Drummond isn’t the only Piston holdover playing significantly better ball this year. Jackson has bounced back from his miserable 2016-17 with superior numbers nearly across the board, and his plus/minus impact finally befits a player of his salary and reputation. He and Ish Smith are at last the effective point guard platoon the team expected to get from them going into last season. Forward Tobias Harris has continued to refine his new-school spin on the classic Van Gundy stretch four. Meanwhile, Johnson has taken an encouraging leap forward from his first two NBA seasons, when he was one of the league’s worst regular players.1 He still isn’t burning up the box score (averaging 8.5 points and 3.2 rebounds per game), but Johnson is at least making enough shots to space the floor and play his role with an acceptable level of efficiency.

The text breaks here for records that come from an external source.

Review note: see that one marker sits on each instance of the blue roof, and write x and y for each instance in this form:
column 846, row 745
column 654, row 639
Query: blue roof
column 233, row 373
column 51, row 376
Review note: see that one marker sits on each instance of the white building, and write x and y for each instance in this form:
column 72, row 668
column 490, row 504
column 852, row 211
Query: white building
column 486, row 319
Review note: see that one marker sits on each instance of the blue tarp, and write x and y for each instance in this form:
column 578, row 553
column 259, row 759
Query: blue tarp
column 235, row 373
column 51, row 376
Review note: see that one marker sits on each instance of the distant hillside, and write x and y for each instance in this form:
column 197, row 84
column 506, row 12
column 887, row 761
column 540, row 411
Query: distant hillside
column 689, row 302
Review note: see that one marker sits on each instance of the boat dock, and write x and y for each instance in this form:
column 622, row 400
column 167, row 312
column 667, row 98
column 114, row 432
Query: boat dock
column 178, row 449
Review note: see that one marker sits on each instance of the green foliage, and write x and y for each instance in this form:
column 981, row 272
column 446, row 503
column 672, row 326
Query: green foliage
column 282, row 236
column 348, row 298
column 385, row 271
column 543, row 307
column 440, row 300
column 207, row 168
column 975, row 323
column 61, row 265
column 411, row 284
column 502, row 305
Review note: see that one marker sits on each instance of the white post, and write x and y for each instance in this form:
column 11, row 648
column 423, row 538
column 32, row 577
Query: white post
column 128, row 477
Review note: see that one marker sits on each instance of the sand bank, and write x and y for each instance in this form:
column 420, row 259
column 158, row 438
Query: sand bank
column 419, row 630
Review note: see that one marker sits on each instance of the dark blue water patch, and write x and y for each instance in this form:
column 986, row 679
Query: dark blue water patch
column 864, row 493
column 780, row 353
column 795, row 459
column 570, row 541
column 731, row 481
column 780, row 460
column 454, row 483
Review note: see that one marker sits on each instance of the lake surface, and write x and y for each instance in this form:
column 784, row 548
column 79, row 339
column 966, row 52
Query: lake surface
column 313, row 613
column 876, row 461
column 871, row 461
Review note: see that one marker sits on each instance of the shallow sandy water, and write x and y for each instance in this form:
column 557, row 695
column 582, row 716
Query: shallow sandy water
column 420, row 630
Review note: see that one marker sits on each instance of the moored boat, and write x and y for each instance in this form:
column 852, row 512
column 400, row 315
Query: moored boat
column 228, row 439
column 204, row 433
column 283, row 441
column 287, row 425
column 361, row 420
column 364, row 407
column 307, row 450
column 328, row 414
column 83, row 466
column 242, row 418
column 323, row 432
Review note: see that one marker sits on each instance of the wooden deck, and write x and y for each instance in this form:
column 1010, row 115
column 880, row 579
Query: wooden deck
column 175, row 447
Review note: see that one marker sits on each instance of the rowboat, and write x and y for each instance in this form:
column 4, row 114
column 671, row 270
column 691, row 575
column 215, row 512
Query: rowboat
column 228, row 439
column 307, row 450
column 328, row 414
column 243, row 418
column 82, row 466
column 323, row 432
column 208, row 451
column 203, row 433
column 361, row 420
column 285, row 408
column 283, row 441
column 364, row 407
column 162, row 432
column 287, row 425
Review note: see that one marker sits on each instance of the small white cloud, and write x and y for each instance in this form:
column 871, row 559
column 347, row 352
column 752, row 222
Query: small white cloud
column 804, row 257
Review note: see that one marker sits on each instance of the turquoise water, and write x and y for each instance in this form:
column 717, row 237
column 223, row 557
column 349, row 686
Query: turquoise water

And as a whole, Detroit is playing a more efficient brand of basketball. A year ago, the Pistons took the league’s second-most midrange shots per game — trailing only the Carmelo Anthony-led Knicks — and the fifth-fewest 3-point shots per game. This season, they’re down to 18th in midrange tries per game and up to 17th in attempted 3s per game. After generating the worst shot quality in basketball last season (according to Second Spectrum), they’ve risen to 17th this year, while making just about as many shots as they deserve to have made. And on defense, Second Spectrum’s tracking data indicates that Detroit is forcing the third-most-difficult set of shots in the league — and that the Pistons’ 14th-place defensive ranking is mainly a result of opponents hitting more shots than they should have (no team in the league has been unluckier in this respect), a trend that ought to reverse itself as the season goes on.
Given all that, these Pistons might have the most staying power of any early surprise team. Ten games in is still pretty early in the season, but we learn a lot about basketball teams in a short amount of time. Since the league last expanded in 2004, teams that start the season 7-3 tend to go on to win about 50 times per 82 games. And even those who finished below .500 the previous year — like Detroit did last season — ended up winning roughly 45 games on average.
Although the East is apparently in flux, it’s still probably premature to suggest the Pistons are poised to make a deep playoff run this season. But for a franchise that has made the playoffs just once in the last eight seasons, even a return to the postseason would represent a successful campaign. And based on the way these Pistons have started off, they’re well on their way.